2. Effective protection of human rights depends, inter alia , on the precision and clarity of rules pertaining to the admissibility of applications. It is especially important to state precise rules allocating the burden of proof between the applicant and the respondent Government in respect of exhaustion of domestic remedies. In my view, the part of the reasoning concerning this question (especially paragraphs 59, 61-62, 81) may raise doubts, as the applicable rules are not clearly stated. I am not convinced that the readers of the judgment will fully understand the rationale underlying the approach of the Court in this respect.
Firstly, the majority emphasise the fact that the Government did not produce examples of case-law proving the effectiveness of the domestic remedies. However, it is not clear under which circumstances such an obligation arises for respondent governments. In this context, it was necessary to give some explanations on this point. In my view, governments have to provide examples of case-law proving the effectiveness of the remedy in particular where:
(1) the remedy in question appears at face value to be ineffective (this is the case with the constitutional complaint in the instant case); or
(2) the applicant has provided convincing explanations that the remedy would have been ineffective in the specific circumstances of his or her case.

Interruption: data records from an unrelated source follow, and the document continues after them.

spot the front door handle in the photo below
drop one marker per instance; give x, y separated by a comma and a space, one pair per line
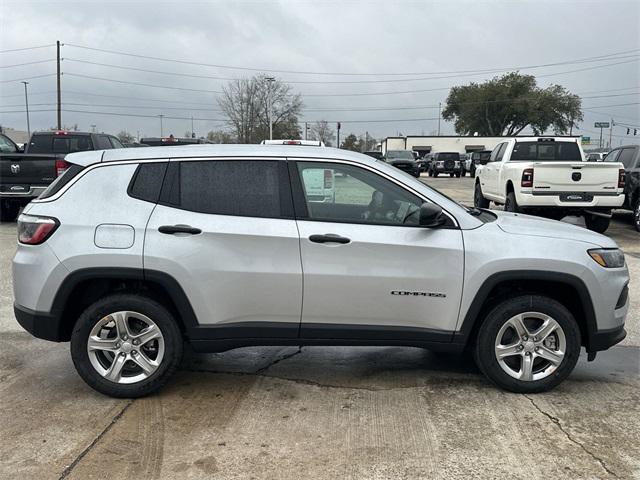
171, 229
329, 238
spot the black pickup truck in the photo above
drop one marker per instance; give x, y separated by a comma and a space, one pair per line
26, 174
629, 156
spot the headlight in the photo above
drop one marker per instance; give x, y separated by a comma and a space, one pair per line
608, 257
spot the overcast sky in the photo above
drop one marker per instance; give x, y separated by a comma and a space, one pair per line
421, 39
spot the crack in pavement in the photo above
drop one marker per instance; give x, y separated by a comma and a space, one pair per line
67, 471
557, 422
281, 359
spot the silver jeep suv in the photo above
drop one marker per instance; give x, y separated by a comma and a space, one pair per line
134, 251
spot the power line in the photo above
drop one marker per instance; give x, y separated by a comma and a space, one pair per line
27, 63
231, 67
27, 48
27, 78
140, 84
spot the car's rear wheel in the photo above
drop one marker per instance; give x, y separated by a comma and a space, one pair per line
597, 223
528, 344
511, 204
478, 198
126, 345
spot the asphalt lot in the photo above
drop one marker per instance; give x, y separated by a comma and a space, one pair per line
319, 412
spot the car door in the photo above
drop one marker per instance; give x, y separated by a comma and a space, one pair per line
367, 266
224, 230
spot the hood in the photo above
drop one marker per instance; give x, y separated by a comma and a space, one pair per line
519, 224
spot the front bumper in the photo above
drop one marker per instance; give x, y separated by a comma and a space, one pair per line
40, 324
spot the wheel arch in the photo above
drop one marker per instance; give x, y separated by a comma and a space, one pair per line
83, 287
563, 287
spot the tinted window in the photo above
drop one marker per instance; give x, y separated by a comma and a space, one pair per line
344, 193
612, 156
6, 145
55, 186
246, 188
626, 157
147, 181
546, 151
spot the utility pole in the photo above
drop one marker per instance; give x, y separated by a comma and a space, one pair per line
270, 80
26, 104
611, 133
59, 109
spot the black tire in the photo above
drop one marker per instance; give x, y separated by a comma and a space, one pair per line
9, 211
596, 223
484, 352
510, 204
478, 198
173, 344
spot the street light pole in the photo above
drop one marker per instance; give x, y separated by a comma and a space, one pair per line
270, 80
26, 104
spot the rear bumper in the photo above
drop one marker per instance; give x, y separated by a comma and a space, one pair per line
551, 199
39, 324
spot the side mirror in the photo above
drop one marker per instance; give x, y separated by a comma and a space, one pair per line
431, 215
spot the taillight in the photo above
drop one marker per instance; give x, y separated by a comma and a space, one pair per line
328, 179
61, 167
621, 178
527, 178
33, 230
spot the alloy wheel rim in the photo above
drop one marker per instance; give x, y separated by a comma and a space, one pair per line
530, 346
125, 347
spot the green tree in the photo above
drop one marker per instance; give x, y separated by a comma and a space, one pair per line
507, 105
350, 142
125, 137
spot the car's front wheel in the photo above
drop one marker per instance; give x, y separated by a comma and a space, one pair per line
528, 344
126, 345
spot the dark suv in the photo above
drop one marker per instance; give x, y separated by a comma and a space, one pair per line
404, 160
629, 156
445, 162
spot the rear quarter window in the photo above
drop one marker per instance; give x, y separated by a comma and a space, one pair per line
147, 181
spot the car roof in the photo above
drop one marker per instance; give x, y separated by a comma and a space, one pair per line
215, 150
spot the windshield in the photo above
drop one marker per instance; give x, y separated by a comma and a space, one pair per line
546, 152
402, 154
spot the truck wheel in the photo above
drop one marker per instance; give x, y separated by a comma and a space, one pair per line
126, 346
9, 211
597, 223
528, 344
511, 205
478, 199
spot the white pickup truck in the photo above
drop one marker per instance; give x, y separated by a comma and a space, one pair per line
548, 176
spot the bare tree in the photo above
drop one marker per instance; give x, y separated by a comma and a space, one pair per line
245, 103
323, 132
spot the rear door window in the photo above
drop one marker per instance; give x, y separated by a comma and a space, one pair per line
244, 188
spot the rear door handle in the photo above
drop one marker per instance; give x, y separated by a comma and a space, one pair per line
329, 238
171, 229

Secondly, the majority stress that there was no domestic decision recognising that the applicant ’ s detention was unlawful. What is relevant however is not whether there was such recognition or not but whether the applicant had a domestic remedy by which to obtain such recognition. The lack of recognition is not an excuse if the applicant could have used a remedy for the purpose of securing such recognition.
Has the case-law of the Court developed and stated general rules pertaining to the exhaustion of domestic remedies which fulfil the standards of “adequate safeguards against arbitrariness” and “quality of law” spelled out in paragraph 74 of the judgment?
3. Concerning the substance, I agree that there has been a violation of Article 5 § 1. The domestic courts established that the time-limit for remand custody started to run on 13 March 200 9 and expired before 7 February 2011 (see paragraphs 25-28). It is obvious that after the time-limit set forth in national legislation the detention on remand became unlawful.
The majority find that Albanian legislation lacks clarity and foreseeability (paragraph 74). This is a serious allegation. I am not persuaded by it. It would have required a very thorough analysis of the content of the law in the light of the principles of interpretation recognised in the Albanian legal system. It would also have required a comprehensive assessment of the domestic case-law and practice.
In this context, I would like to make three observations. Firstly, a legal provision which may be interpreted in two or more different ways by the courts is not automatically incompatible with the requirements of precision, clarity and foreseeability. Likewise,, the fact that different courts had different views concerning the interpretation of the same provision of domestic law can never suffice per se to disqualify it from the viewpoint of the Convention.
Secondly, one has to distinguish between typical and atypical situations to which legal provisions apply. I note that the facts of the instant case are atypical since one of the co-accused was a Cabinet minister who had to be tried by the Supreme Court. The interpretative difficulties seem to have arisen only because of the unusual circumstances of the case. The fact that the legislator was not able to foresee all atypical circumstances, under which the application of the legal provision might become problematic, does not per se disqualify this provision as lacking precision and clarity.
Thirdly, in the instant case problems with the application of the impugned provision were ultimately resolved by the domestic courts. It has not been shown that there is a real risk that such interpretive difficulties will persist in the future in similar cases.
To sum up, when applying the standards of precision, clarity and foreseeability of legislation it is necessary to take into account the inherent features of the legal language. I regret that the majority decided to set standards of good legislation which seem to disregard the teachings of the practical experience of writing legal provisions.